ASIC statistics indicate that corporate insolvencies for the FY23 totalled 10,366, the highest level since 2019, when there were 11,224. From our perspective, we believe that corporate insolvencies will continue to increase in 2024 because interest rate spikes are going to squeeze consumers/businesses, especially the ones who borrowed too much money when credit was cheap.

Further issues include the rising cost of living, access to credit and aggressive recovery action from the Australian Taxation Office (ATO) to claim an eye watering level of unpaid small business tax estimated to be about $30 billion.

What can we do?

In recent years, the government has introduced small business restructuring (SBR) and insolvency safe harbour provisions to provide business owners/directors the opportunity to restructure their affairs whilst remaining in control of their business.

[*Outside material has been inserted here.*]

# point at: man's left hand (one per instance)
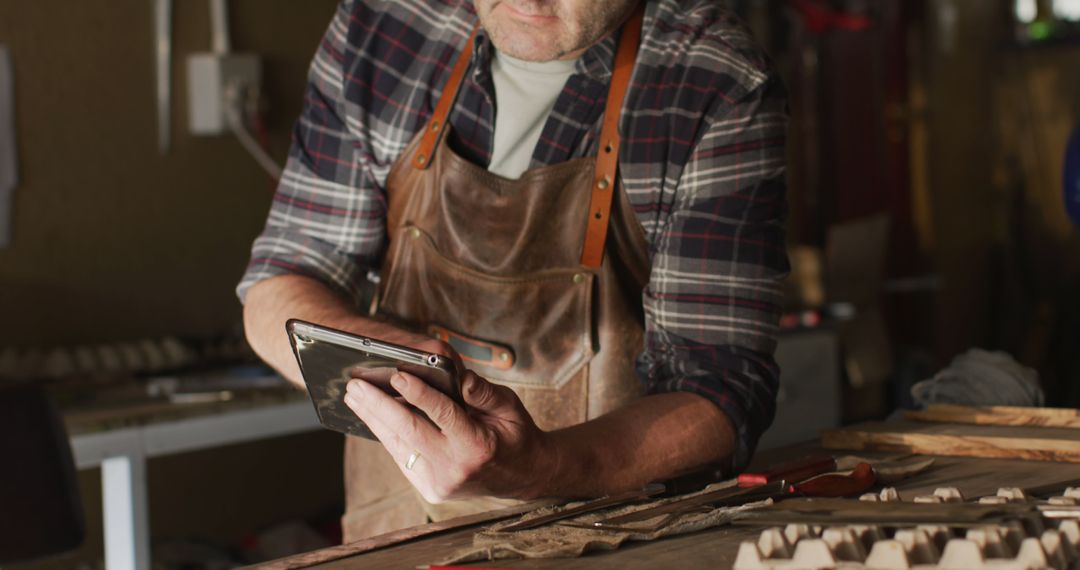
(493, 447)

SBR in recent times has become more favourable and a greater number of small businesses were utilising this strategy, which grants a mechanism for eligible small businesses to engage with a restructuring practitioner to craft and put forward to creditors a restructuring plan that would give back more than a liquidation scenario. To qualify, businesses need to have liabilities of no more than $1 million, pay all outstanding employee entitlements (wages and superannuation) and have lodged all tax returns.

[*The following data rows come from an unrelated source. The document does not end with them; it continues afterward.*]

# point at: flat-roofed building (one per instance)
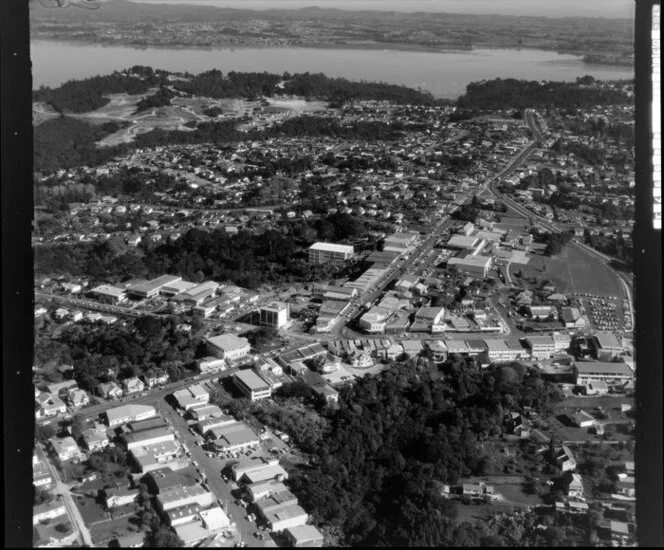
(183, 514)
(208, 411)
(158, 455)
(274, 315)
(375, 320)
(150, 289)
(252, 385)
(204, 426)
(562, 341)
(499, 351)
(129, 413)
(177, 287)
(541, 347)
(250, 465)
(384, 257)
(304, 536)
(321, 253)
(182, 497)
(109, 294)
(608, 345)
(462, 242)
(208, 307)
(400, 242)
(228, 346)
(591, 371)
(368, 279)
(429, 319)
(336, 293)
(192, 397)
(474, 265)
(198, 294)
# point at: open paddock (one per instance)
(572, 271)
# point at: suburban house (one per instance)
(65, 448)
(565, 459)
(304, 536)
(119, 496)
(110, 390)
(95, 438)
(575, 487)
(252, 385)
(133, 385)
(48, 406)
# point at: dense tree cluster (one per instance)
(81, 96)
(161, 98)
(375, 475)
(519, 94)
(247, 259)
(340, 90)
(111, 353)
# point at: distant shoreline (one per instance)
(405, 47)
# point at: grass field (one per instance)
(573, 271)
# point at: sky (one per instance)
(546, 8)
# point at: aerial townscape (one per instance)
(297, 310)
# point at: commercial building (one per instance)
(400, 242)
(607, 345)
(374, 320)
(476, 266)
(158, 455)
(129, 413)
(150, 289)
(192, 397)
(541, 347)
(304, 536)
(228, 346)
(338, 293)
(499, 350)
(177, 287)
(321, 253)
(462, 242)
(198, 294)
(274, 315)
(429, 319)
(252, 385)
(109, 294)
(253, 467)
(591, 371)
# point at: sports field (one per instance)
(573, 271)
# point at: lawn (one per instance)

Safe harbour can be access by a director if:

  • The director begins to suspect the company is or may become insolvent.
  • The director then commences to develop one or more course of action reasonable likely to lead to a better outcome for the company than an immediate voluntary administration or liquidation.

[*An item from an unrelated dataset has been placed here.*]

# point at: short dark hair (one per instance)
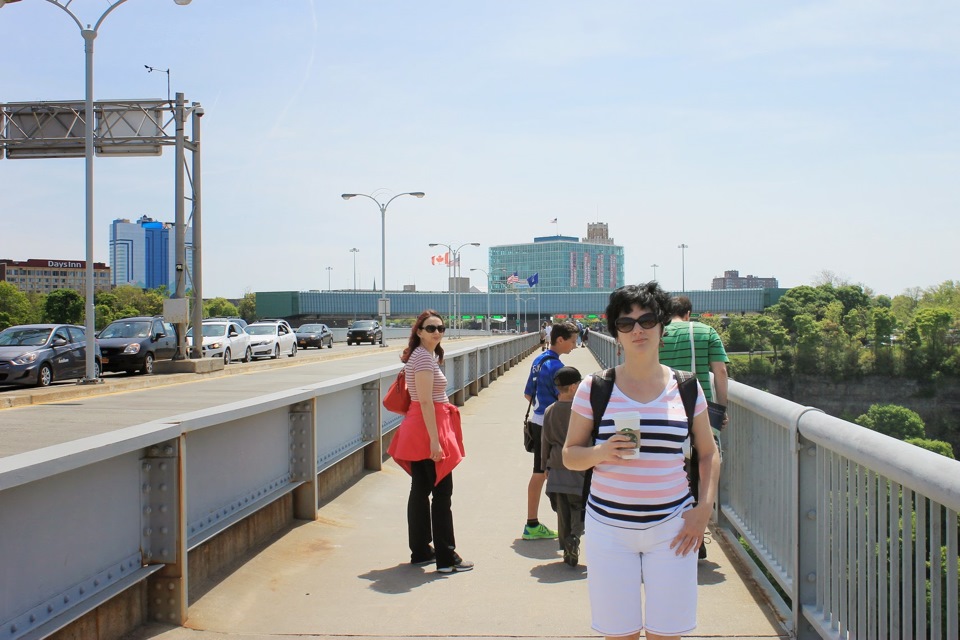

Like the SBR process, you need to have your employee entitlements (superannuation and wages) and tax lodgements up to date, however, there is no liability threshold. Saying that, from our experience safe harbour is generally accessed by the big end of town whilst the SBR process by the small end of town.

Recently, we have helped craft restructuring plans that renegotiate with creditors, or we find some new funding, or we implement some adjustments to how the business operates. We have worked on plans that involve a wide array of fit for purposes strategies.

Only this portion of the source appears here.